なお、カップ状部材50としては、このようなものの他にも、鉄や銅等に代表されるような機械的強度の高い金属製の部材からなり、その側壁部52に開口を有し、当該開口を閉塞するようにシールテープが貼着されたもの等を利用することも可能である。また、カップ状部材50の固定方法も、上述した支持部材70を用いた固定方法に限られず、他の固定方法を利用してもよい。
伝火室55に充填された伝火薬56は、点火器40が作動することによって生じた火炎によって点火され、燃焼することによって熱粒子を発生する。伝火薬56としては、ガス発生剤61を確実に燃焼開始させることができるものであることが必要であり、一般的には、B/KNO3等に代表される金属粉/酸化剤からなる組成物などが用いられる。伝火薬56は、粉状のものや、バインダによって所定の形状に成形されたもの等が利用される。バインダによって成形された伝火薬56の形状としては、たとえば顆粒状、円柱状、シート状、球状、単孔円筒状、多孔円筒状、タブレット状など種々の形状がある。
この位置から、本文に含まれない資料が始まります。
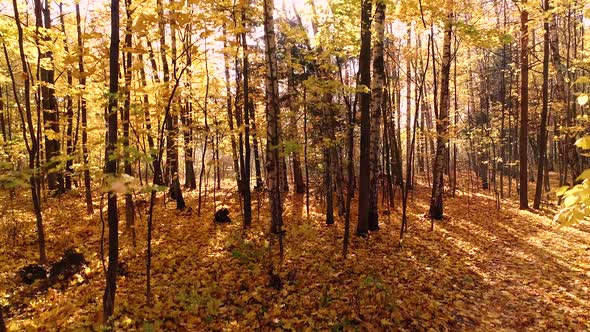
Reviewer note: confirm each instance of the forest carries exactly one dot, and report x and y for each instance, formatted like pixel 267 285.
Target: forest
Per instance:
pixel 297 165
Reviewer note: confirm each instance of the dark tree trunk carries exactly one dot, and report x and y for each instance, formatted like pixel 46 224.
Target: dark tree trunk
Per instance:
pixel 246 166
pixel 442 126
pixel 49 105
pixel 272 129
pixel 365 109
pixel 190 180
pixel 70 139
pixel 543 129
pixel 377 96
pixel 524 99
pixel 129 206
pixel 32 143
pixel 230 116
pixel 111 169
pixel 257 166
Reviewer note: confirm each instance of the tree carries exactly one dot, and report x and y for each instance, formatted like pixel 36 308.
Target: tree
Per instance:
pixel 543 128
pixel 376 103
pixel 49 103
pixel 365 109
pixel 31 138
pixel 272 123
pixel 442 125
pixel 524 104
pixel 111 167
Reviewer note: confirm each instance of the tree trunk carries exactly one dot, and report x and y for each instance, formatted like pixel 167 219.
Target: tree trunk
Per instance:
pixel 70 141
pixel 186 118
pixel 272 125
pixel 230 116
pixel 111 169
pixel 246 167
pixel 543 129
pixel 365 109
pixel 129 206
pixel 49 106
pixel 442 126
pixel 524 99
pixel 376 103
pixel 33 145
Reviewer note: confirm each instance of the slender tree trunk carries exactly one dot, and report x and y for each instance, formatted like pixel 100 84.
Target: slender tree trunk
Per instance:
pixel 51 126
pixel 376 103
pixel 111 168
pixel 272 120
pixel 524 99
pixel 70 141
pixel 190 180
pixel 129 206
pixel 246 168
pixel 365 104
pixel 543 129
pixel 257 163
pixel 230 116
pixel 408 95
pixel 83 114
pixel 442 126
pixel 32 143
pixel 206 138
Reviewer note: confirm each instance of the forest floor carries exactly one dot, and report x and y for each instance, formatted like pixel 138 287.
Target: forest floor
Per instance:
pixel 480 269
ハウジングの内部の空間のうち、上述したカップ状部材50が配置された部分を取り巻く空間には、複数の粒状成形体からなるガス発生剤61が収容された燃焼室60が位置している。具体的には、上述したように、カップ状部材50は、ハウジングの内部に形成された燃焼室60内に突出して配置されており、このカップ状部材50の外面に面する部分に設けられた空間が燃焼室60として構成されている。なお、当該燃焼室60は、上述したカップ状部材50の外面の他に、フィルタ90の内周面と、天板部21の内面および底板部11の内面とによって規定されている。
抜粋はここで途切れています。